In 2014, China was responsible for a quarter of the total greenhouse gas emissions on the planet earth. U.S. negotiators on behalf of President, Barack Obama, persuaded the Chinese government to pledge itself to a concrete deadline of 2030 for reversing its growing trajectory in emissions.
Environmental groups and activists praised the pledge at the time as a pivotal moment in the global battle against man affected climate change.
Now scientists and researchers are noticing data that suggests that the rate of carbon dioxide, the most prevalent greenhouse gas, is already falling over a decade before the Chinese pledged deadline.
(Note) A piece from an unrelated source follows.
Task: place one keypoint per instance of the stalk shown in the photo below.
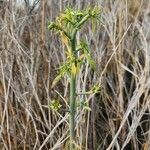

"It is quite possible that emissions will fall modestly from now on, implying that 2014 was the peak," wrote Fergus Green and Nicolas Stern in a paper released in March, 2016 entitled China's changing economy: implications for its carbon dioxide emissions. "[But] the most easily available data is often insufficient for estimating emissions."
The level of greenhouse gases in China have been rising consistently since 2001 when it became a part of the World Trade Organization, so it reversing is a difficult proposition for some to fathom.
Greenhouse gas emissions are measured by the extrapolation of energy data so only rough numbers can be produced and usually only years after the emissions are actually rendered. Also, because it is an extrapolated number, different factors could change the actual Chinese statistics at any time.